C’est sans doute la mutation stratégique la plus profonde de notre époque.
Dans cette perspective, il serait réducteur de considérer la politique migratoire espagnole comme un simple dispositif de régularisation. Elle traduit une manière de penser l’avenir. Une manière d’anticiper les besoins démographiques, de sécuriser les équilibres économiques et de préparer le fonctionnement de la société espagnole pour les décennies à venir.
Cette lecture ne remet nullement en cause le droit souverain de l’Espagne à définir sa politique migratoire selon ses intérêts nationaux. Toute nation est libre de construire les instruments qu’elle juge nécessaires à son développement.
La véritable interrogation concerne plutôt les pays d’origine.
Comment préserver leur capacité d’innovation si leurs forces vives construisent progressivement leur avenir ailleurs ?
Comment parler de souveraineté économique lorsque les compétences qui devraient porter la croissance nationale contribuent davantage à celle d’autres économies ?
Comment préparer les défis technologiques, industriels ou scientifiques de demain si une partie du capital humain le plus qualifié inscrit désormais son destin dans d’autres espaces ?
Ces questions ne visent pas à opposer la mobilité à l’enracinement. La mobilité internationale est devenue une réalité irréversible de la mondialisation, et les diasporas constituent souvent une formidable richesse lorsqu’elles demeurent connectées à leur pays d’origine.
Le véritable enjeu est donc moins le départ que la qualité du lien qui subsiste après le départ.
Les nations qui réussiront demain ne seront probablement pas celles qui empêcheront leurs citoyens de partir, mais celles qui sauront transformer leurs diasporas en partenaires permanents de leur développement ; celles qui offriront des raisons d’investir, de transmettre des compétences, de créer des entreprises, de financer la recherche et, lorsque les circonstances le permettront, de revenir.
Dans cette logique, la citoyenneté elle-même change de signification.
Elle ne se réduit plus à un document administratif ou à un passeport.
Elle devient un espace d’appartenance, une relation de confiance entre l’individu et l’État, un projet collectif capable de convaincre les citoyens que leur avenir personnel peut encore s’écrire dans le destin de leur pays.
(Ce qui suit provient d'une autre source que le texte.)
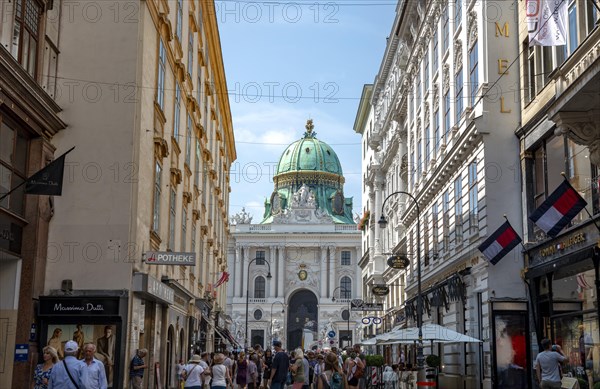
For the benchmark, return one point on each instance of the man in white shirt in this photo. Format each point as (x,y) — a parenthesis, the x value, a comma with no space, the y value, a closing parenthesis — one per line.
(204,365)
(93,374)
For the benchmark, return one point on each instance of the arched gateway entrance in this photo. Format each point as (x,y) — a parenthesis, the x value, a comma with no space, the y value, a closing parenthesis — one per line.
(302,319)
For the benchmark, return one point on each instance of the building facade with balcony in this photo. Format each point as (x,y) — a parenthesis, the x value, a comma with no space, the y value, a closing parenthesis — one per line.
(393,310)
(29,124)
(308,242)
(445,111)
(143,94)
(560,134)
C’est précisément ici que réside sans doute la principale leçon de cette séquence espagnole.
Le débat ne devrait pas porter uniquement sur le nombre de dossiers déposés, sur les régularisations accordées ou sur les éventuelles naturalisations futures.
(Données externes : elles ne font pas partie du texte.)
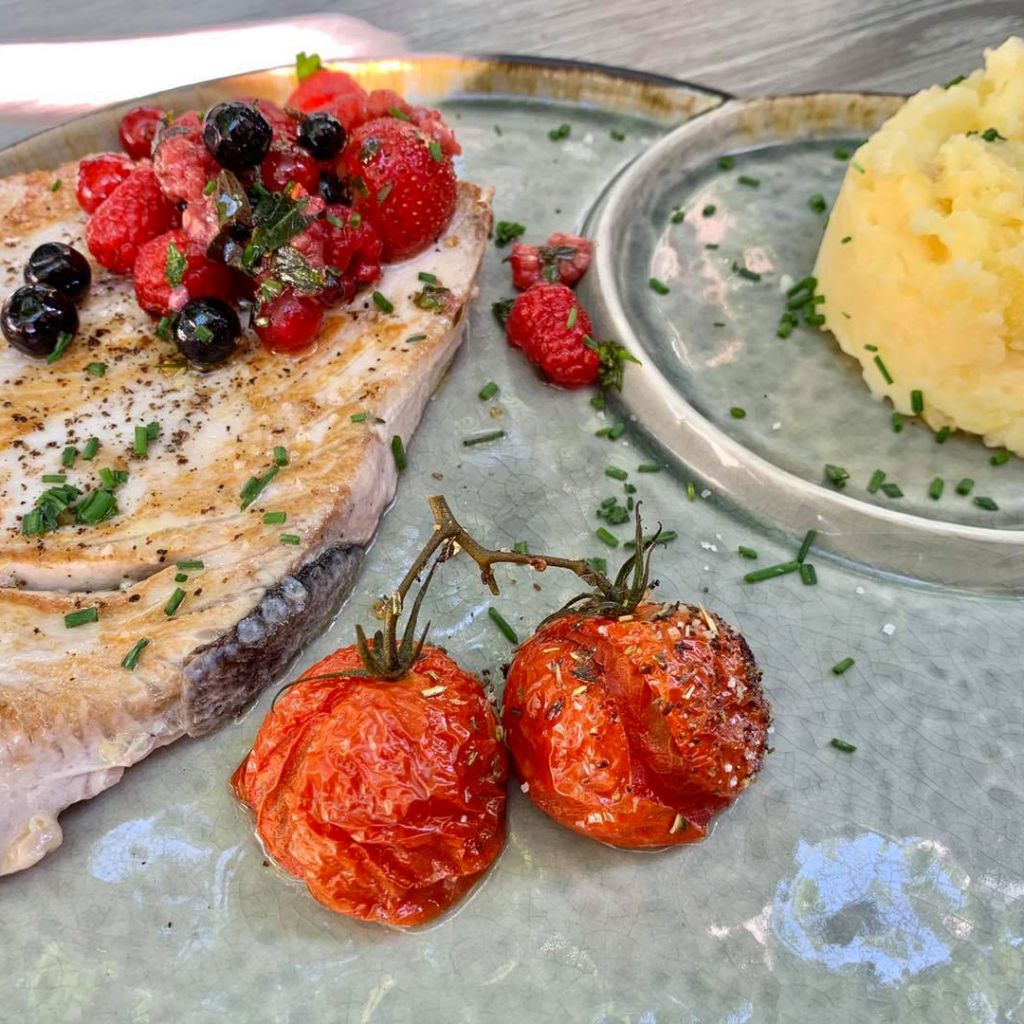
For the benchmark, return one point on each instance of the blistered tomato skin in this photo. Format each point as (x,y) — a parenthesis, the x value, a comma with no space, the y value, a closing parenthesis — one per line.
(386,798)
(636,732)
Ces chiffres appartiennent à l’actualité.
La véritable question appartient, elle, à l’Histoire.
Sommes-nous entrés dans une époque où les États ne cherchent plus seulement à protéger leurs frontières, mais à conquérir les intelligences, les compétences et les générations qui façonneront leur avenir ?
Si tel est le cas, alors les cartes géopolitiques de demain ne seront peut-être plus dessinées par les armées, ni même par les seules puissances économiques.
Elles le seront par les pays capables d’offrir un horizon, une confiance, une qualité de vie et une ambition suffisamment fortes pour que les femmes et les hommes choisissent librement d’y construire leur existence.
Et c’est peut-être là que se trouve la question la plus dérangeante de toutes.
L’Espagne semble avoir compris que la première richesse d’une nation est l’être humain. Pendant que Madrid investit pour attirer, intégrer et fidéliser les talents, le Maroc peut-il encore se contenter de mesurer le succès de son émigration à l’aune des transferts financiers de sa diaspora ? Ou le moment est-il venu de considérer enfin le capital humain comme la véritable souveraineté du XXIᵉ siècle ?
Car, au fond, les grandes puissances de demain ne seront pas nécessairement celles qui posséderont le plus vaste territoire.
Ce seront celles que les êtres humains choisiront d’habiter, de servir, d’aimer… et auxquelles ils décideront librement de consacrer leur avenir.